For students of the paranormal, this all has a familiar ring. A decade ago many people came to believe aliens were kidnapping ordinary citizens from their beds at night. Awakened by a blinding light, abduction victims were levitated out of the window by peculiar little beings with gray skin and large, black, Modigliani eyes. Once in the aliens’ flying saucer, horrible medical experiments were performed on them, and women abductees were impregnated with alien embryos.

Most abduction “survivors” only understood their experiences after they had received attention from “expert ”therapists trained (by reading the right books) to recognise the symptoms of UFO abduction. In fact, the same structure of practice and belief underlies both the misguided forms of the incest/sex abuse industries and the UFO abduction industry. Patients suffering psychological distress are treated by therapists ideologically predisposed to a single cause for most of life’s difficulties.

There is a crucial difference, however, between narratives of UFO abduction and fantasised sex abuse. The aliens aren’t on hand to be sued or thrown in jail. But Mum and Dad, if they’re still in the neighbourhood, make perfect targets. Of course, sexual abuse is a demonstrably real crime. But in our anxiety about it we must not create a whole new class of victims: parents and family members falsely accused of sex abuse by younger people suffering from FMS.

The key delusion on which FMS is founded is the notion that traumatic memories are often “repressed” and can be recovered decades later by hypnosis. There is no evidence whatsoever for general repression of major life-events, and certainly not for highly traumatic experiences. One study of children who had witnessed the murder of a parent showed that none had repressed the memory. Children who were in concentration camps cannot rid themselves of the memories. The question for true victims of sex abuse is not, “How can I remember it?” but rather, “How can I forget it?”

Recent psychological studies have shown how easy it is to inject false memories into people’s minds simply by asking questions (“Remember when you were little and lost in the shopping mall?”). Far from improving memory, hypnosis tends to render subjects more suggestible while making pseudomemories more vivid.
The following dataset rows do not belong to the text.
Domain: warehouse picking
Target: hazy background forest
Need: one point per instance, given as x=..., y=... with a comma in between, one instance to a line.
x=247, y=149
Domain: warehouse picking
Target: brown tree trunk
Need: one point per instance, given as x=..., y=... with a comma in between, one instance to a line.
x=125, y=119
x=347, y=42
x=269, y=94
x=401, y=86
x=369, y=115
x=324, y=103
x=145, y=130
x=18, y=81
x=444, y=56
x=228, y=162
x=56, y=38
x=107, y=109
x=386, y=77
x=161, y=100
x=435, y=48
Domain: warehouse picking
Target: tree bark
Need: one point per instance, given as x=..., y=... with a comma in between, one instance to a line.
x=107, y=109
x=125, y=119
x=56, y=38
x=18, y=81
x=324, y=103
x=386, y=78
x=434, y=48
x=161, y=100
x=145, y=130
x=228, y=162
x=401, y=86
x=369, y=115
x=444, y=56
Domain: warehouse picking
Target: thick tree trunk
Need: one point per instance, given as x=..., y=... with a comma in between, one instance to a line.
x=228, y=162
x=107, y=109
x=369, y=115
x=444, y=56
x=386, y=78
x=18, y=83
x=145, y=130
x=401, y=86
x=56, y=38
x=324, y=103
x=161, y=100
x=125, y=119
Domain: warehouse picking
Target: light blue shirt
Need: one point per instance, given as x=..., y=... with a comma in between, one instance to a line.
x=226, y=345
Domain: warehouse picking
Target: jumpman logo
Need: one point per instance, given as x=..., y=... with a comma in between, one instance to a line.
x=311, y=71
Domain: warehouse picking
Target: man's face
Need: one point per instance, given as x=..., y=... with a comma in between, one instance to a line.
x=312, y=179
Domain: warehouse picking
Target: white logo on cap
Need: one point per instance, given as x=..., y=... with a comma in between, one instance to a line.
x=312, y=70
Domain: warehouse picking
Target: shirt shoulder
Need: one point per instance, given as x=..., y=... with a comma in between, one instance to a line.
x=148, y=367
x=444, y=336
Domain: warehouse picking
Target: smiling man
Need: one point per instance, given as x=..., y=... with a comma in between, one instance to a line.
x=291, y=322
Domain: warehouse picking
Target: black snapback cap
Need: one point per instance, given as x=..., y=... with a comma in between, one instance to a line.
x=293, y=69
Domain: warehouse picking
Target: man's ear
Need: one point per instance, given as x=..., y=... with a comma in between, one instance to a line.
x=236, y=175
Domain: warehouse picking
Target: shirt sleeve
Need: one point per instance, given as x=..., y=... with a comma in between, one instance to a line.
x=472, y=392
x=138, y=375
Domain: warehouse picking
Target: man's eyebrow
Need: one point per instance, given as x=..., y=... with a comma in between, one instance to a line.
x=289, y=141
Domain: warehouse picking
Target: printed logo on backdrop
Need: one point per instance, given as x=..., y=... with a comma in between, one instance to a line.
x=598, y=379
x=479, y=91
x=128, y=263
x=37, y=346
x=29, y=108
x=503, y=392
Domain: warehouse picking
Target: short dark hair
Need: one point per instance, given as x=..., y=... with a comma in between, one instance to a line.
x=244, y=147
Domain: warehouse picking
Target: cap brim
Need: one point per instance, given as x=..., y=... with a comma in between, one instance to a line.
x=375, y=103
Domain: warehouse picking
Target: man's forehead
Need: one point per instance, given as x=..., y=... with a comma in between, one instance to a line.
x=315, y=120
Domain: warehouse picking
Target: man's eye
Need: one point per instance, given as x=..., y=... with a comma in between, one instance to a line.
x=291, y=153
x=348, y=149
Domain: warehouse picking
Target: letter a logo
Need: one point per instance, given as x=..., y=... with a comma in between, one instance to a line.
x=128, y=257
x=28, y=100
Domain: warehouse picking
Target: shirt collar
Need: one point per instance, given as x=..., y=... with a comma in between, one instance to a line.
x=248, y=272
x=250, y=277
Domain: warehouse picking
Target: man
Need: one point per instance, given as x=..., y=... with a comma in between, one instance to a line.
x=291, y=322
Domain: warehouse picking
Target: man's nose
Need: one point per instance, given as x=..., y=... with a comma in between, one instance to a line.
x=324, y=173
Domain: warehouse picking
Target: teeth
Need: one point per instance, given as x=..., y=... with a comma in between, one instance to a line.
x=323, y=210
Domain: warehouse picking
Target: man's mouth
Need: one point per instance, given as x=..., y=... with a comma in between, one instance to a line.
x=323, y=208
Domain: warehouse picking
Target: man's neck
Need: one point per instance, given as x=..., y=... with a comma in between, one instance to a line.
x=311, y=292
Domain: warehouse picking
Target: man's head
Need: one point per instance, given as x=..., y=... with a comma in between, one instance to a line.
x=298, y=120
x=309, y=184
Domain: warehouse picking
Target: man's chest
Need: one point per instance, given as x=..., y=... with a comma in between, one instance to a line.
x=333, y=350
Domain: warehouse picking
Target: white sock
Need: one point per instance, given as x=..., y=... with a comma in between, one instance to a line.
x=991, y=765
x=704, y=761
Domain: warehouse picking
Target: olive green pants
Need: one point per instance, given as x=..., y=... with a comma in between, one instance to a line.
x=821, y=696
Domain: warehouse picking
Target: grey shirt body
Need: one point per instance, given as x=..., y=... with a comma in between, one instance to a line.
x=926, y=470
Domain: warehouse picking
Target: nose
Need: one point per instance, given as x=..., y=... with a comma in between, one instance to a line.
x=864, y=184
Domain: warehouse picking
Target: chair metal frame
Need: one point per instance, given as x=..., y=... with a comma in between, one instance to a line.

The old idea, popular in the 1960s, that hypnotism can improve recall, for example enabling crime witnesses to remember briefly-glimpsed licence numbers, has by now been thoroughly tested and refuted, but it is still treated as a valid doctrine by some sex-abuse counsellors.

Little wonder then that over 4000 distraught families have so far contacted the False Memory Syndrome Foundation in Philadelphia, formed, in Martin Gardner’s description, “to combat a fast-growing epidemic of dubious therapy that is ripping thousands of families apart, scarring patients for life, and breaking the hearts of innocent relatives.” Gardner calls FMS “the mental-health crisis of the 1990s.”

False Memory Syndrome represents a threat to every loving, normal parent in Australia or New Zealand whose child might someday, encountering a rough patch in life, fall into the hands of an ideologically-driven sex-abuse therapist who accepts the myths of memory repression and hypnotic enhancement. It is up to educated, enlightened psychologists and health professionals to see that this is one fad that does not become established here. Sex abuse — a real and terrible crime — creates enough victims as it is.


University of Canterbury philosopher Denis Dutton recently delivered the annual President’s Lecture at the Christchurch School of Medicine. His remarks are extracted from that address.